Pour ne pas vous priver de la découverte de toutes ces "machines célibataires" (suivant la fameuse appellation de Michel Carrouges), je me contenterai d'un exemple pris au début du roman, qui est également caractéristique de la façon dont Florian Quittard construit un espace délibérément expressionniste, tout en préparant (sans en avoir l'air) l'affrontement final (page 16) :

"Le cabanon aux mille yeux. Il l'appelle ainsi car les murs et le plafond ont bel et bien des yeux par dizaines, par centaines. Pas de vrais yeux bien sûr, mais des lentilles. Des spéciales. Voici pourquoi... Lorsqu'un nouveau détenu fait son entrée, le médecin de la prison le prend à part, le rassure et l'allonge sur un brancard rouillé. Il fait signe à Saul, qui sort de l'ombre et se penche sur le détenu pour l'immobiliser. Le poids du maton l'étourdit aussitôt, ce dont profite le médecin pour déposer sur chaque oeil du prisonnier une lentille de contact. Le geste est bref, sans douleur, mais à peine la lentille frôle-t-elle la cornée qu'elle y plante de minuscules crocs. C'est ça qui l'active."


Cet extrait (sous influence lointaine des Chroniques de Durdane et de leur torque explosif) rend déjà palpable autant le dévoiement de la science à des fins bassement utilitaires que l'inversion délibérée des valeurs humanistes, ces deux hérésies du Persécuteur contre lesquelles va s'élever le Protecteur (en dépit de son apparente collaboration initiale).


Sous la fable en apparence inactuelle couve ainsi (comme dans tout roman-feuilleton qui se respecte) une critique sociale, ici dirigée contre les outrances du "transhumanisme", invoqué page 120 ou 201 par le Persécuteur (page 69, discours du directeur de prison, anticipant celui du Docteur, et calquant celui de certains de nos responsables politiques les plus en vue) :

"On ne se limite plus aux simples notions de vie ou de mort aujourd'hui. On pense en termes de concentration des individus, d'occupation de l'espace. La question est désormais de savoir si un détenu prend trop de place, ou plutôt quelle doit être la place de tous ces "nourris-logés-blanchis" dans un si petit monde où des familles entières de travailleurs n'ont ni toit ni repas. L'incarcération devient alors une science qui emprunte à d'autres sciences."

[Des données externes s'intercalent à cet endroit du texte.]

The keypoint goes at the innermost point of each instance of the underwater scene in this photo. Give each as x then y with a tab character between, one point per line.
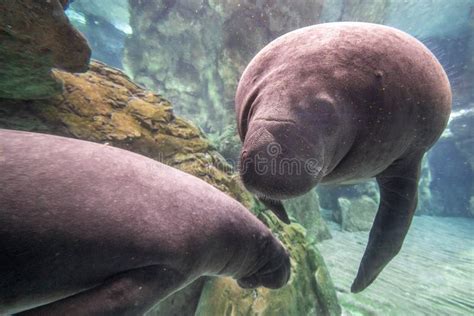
236	157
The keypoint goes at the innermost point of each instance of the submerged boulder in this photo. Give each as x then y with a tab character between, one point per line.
310	290
306	211
104	106
36	36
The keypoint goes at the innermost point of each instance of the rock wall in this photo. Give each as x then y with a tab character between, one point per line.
34	37
104	106
195	51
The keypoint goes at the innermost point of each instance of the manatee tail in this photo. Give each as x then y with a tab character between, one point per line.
277	208
398	199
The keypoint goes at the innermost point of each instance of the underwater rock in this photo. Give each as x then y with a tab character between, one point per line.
114	12
104	106
356	214
194	51
309	292
36	36
305	209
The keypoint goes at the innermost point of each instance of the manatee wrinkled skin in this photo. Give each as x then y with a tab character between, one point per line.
89	229
339	103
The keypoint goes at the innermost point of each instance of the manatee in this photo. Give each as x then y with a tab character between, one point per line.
340	103
89	229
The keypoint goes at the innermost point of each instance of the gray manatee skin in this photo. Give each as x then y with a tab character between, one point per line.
339	103
89	229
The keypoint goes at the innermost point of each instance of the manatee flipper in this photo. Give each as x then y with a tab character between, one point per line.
130	293
277	208
398	186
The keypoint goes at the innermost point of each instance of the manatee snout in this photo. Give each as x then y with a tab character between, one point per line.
274	273
277	163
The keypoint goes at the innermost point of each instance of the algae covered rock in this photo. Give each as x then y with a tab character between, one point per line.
104	106
305	209
36	36
309	292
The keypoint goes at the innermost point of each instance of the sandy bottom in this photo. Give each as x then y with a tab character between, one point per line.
432	275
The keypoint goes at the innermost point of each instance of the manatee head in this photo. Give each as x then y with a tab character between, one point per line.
279	160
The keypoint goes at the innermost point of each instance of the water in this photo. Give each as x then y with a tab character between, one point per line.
192	53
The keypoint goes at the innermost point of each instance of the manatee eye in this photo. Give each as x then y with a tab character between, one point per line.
247	113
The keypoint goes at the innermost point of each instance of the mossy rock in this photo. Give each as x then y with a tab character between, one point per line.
34	37
104	106
310	290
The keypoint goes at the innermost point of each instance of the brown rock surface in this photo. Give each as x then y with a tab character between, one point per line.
104	106
36	35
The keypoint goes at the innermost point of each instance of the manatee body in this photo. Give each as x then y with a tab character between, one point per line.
338	103
88	229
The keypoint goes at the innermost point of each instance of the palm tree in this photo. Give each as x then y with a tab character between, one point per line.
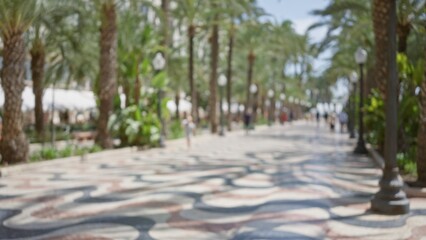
37	69
15	18
234	10
47	28
213	74
421	134
107	68
189	13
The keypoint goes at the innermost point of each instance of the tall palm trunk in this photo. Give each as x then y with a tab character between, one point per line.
137	89
229	76
13	145
381	9
213	75
250	58
37	70
108	42
191	34
421	135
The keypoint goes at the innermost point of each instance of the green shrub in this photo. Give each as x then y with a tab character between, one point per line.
176	130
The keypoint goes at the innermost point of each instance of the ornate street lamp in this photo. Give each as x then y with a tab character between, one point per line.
271	113
352	93
222	82
361	58
391	199
253	90
159	63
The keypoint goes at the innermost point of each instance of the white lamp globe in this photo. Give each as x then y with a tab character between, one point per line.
222	80
159	62
360	56
253	88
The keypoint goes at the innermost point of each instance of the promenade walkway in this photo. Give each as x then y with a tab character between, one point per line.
299	181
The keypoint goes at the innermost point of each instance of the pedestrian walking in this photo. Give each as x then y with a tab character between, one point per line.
247	120
332	122
318	117
189	127
343	119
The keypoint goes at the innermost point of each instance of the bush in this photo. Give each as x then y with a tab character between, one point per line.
53	153
176	130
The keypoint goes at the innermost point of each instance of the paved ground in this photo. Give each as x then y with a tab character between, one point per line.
292	182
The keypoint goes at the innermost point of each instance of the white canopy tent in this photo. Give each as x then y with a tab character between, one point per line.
184	106
63	99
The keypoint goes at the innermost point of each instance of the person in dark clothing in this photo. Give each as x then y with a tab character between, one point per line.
247	120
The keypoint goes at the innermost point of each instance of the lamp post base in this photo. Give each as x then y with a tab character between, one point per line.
390	199
221	132
360	148
161	142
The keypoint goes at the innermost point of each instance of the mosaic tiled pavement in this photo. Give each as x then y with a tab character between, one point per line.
292	182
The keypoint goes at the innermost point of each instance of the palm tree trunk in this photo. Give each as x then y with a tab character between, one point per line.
137	90
13	145
37	70
213	75
108	62
403	33
381	9
229	76
251	57
126	91
421	135
191	34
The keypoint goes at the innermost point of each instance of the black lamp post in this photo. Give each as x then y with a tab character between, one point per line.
391	199
353	78
271	107
253	90
159	63
361	58
52	122
221	82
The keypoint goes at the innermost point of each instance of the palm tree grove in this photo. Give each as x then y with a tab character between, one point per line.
212	119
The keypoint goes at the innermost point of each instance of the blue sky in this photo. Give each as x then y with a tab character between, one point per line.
298	11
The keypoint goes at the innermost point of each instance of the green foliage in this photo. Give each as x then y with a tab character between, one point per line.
138	125
176	130
406	161
49	153
408	111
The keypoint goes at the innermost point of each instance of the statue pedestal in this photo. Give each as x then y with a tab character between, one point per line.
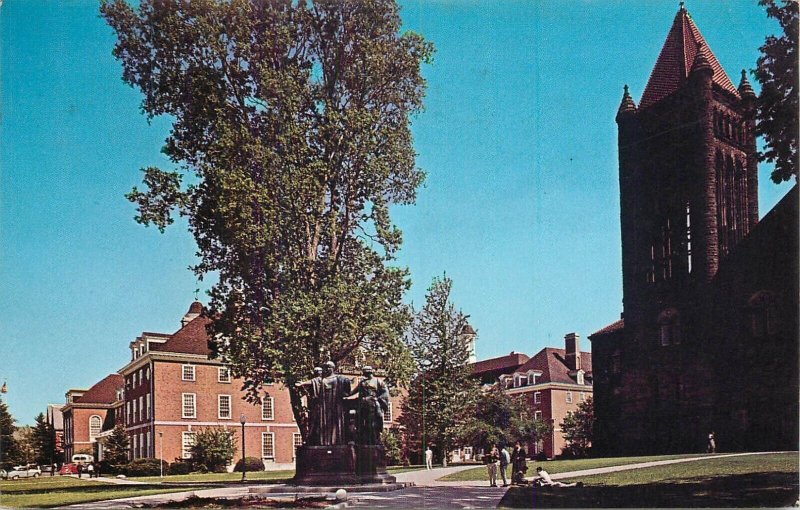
341	465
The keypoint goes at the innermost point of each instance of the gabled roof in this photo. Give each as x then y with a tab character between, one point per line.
190	339
675	61
552	364
506	363
104	392
614	326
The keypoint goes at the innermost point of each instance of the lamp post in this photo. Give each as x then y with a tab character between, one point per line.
161	453
242	420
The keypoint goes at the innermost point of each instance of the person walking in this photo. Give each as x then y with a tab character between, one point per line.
505	460
492	460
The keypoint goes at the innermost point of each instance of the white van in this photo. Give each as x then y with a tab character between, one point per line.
82	458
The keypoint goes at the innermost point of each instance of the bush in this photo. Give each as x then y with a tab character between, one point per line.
252	463
145	467
181	467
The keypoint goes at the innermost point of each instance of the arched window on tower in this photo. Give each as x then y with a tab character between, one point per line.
763	317
669	327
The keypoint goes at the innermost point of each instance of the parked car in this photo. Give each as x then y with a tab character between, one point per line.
29	471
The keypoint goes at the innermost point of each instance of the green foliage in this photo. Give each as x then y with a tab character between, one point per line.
293	121
502	420
145	467
578	429
116	447
252	463
393	445
777	104
213	449
44	439
441	396
9	449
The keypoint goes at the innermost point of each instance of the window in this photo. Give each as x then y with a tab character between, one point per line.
94	426
267	408
268	445
297	441
189	410
224	407
187	441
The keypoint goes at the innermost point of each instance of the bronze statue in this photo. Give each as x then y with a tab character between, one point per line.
373	403
326	409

Je vous laisse découvrir avec Saul (dans l'acte II du Geôlier, le plus long) la façon dont le Docteur a résolu (sur sa "folîle" digne du Bagne de feu de Pascal Malosse, page 121) cette problématique de la surpopulation carcérale ; je me contenterai de signaler (en vous invitant à ne pas cliquer si vous craignez les spoilers) qu'elle est sous influence évidente d'une nouvelle poesque de William Irish autant que d'une nouvelle onirique de Lovecraft (auquel on pense aussi en raison de l'ambiance très innsmouthienne de l'île), et qu'elle n'a rien à envier aux inventions macabres du protagoniste de La Mort est mon métier de Robert Merle.

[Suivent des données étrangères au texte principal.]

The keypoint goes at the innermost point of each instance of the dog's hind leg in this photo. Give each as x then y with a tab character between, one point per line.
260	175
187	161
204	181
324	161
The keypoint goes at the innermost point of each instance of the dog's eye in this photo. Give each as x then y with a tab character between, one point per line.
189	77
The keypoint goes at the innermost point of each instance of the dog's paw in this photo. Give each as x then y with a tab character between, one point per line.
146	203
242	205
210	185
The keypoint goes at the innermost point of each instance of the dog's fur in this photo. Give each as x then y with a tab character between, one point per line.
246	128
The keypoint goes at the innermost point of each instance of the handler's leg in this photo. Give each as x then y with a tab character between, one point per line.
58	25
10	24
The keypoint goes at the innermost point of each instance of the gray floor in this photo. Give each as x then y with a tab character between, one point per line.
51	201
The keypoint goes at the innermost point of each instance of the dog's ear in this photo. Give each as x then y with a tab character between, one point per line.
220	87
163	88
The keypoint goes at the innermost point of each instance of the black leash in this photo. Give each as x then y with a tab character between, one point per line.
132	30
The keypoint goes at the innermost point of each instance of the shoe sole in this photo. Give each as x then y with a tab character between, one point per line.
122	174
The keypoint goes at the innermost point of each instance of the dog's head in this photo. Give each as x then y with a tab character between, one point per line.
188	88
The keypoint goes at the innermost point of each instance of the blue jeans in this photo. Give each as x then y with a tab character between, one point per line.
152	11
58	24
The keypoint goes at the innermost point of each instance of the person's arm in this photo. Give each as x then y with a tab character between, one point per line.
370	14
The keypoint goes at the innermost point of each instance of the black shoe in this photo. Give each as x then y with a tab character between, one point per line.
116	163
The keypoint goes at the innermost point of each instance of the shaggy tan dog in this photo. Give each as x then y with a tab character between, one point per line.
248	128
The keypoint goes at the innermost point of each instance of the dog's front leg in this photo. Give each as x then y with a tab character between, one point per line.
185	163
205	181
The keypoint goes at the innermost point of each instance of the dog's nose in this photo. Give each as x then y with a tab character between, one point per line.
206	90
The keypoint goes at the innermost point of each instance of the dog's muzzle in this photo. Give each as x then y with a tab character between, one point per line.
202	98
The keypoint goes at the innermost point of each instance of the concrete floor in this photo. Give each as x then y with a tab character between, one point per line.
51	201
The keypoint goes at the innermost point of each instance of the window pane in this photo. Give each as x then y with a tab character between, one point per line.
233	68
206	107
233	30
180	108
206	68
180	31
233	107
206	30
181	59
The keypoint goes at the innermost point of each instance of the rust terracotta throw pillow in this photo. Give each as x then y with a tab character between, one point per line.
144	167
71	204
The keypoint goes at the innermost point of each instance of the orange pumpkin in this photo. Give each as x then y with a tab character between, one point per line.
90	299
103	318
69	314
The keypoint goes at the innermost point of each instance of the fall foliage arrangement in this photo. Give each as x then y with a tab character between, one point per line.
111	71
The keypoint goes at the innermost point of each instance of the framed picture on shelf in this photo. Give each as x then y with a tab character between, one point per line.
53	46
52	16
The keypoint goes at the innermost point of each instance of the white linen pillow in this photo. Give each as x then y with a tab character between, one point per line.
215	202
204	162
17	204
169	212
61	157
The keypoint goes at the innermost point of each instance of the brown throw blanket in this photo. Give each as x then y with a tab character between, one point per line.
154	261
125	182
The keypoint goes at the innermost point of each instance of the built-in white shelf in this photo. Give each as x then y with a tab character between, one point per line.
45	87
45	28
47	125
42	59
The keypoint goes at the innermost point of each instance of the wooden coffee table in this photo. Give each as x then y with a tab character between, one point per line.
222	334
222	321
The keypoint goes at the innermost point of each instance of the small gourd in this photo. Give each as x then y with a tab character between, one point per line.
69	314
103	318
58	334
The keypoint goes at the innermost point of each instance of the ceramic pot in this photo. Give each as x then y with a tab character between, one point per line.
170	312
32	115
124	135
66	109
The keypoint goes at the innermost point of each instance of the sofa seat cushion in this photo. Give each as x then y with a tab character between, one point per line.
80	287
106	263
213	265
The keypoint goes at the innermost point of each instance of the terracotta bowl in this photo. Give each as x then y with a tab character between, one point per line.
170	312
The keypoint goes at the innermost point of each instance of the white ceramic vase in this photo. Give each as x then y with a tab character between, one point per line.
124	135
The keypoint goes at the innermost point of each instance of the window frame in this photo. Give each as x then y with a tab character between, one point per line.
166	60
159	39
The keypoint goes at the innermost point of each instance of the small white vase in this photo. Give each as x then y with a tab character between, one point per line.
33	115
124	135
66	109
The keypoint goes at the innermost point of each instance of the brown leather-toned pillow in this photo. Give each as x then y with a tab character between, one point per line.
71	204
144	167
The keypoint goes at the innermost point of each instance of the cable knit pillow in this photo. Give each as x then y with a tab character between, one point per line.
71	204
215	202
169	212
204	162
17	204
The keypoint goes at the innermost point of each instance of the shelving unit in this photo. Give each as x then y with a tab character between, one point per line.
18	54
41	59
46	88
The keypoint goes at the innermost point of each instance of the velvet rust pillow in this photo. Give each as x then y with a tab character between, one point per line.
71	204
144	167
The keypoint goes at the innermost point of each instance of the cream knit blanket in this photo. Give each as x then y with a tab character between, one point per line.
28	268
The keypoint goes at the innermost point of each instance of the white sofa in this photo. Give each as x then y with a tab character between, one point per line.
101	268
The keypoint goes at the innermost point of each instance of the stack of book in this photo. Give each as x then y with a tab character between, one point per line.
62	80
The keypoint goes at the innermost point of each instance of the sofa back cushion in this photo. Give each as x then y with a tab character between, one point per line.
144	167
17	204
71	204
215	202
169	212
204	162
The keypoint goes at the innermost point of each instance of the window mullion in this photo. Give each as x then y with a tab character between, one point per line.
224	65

Vous l'aurez sans doute deviné au vu de ces dernières références, sans parler de la façon dont j'ai décrit (sommairement) le couple Protecteur / Persécuteur : en dernier ressort, comme l'a bien vu Anne-Charlotte, le genre dans lequel s'inscrit Le Geôlier, c'est le gothique (tendance mécanique, tel qu'a pu le mettre en place Révéroni Saint-Cyr avec Pauliska ou la perversité moderne).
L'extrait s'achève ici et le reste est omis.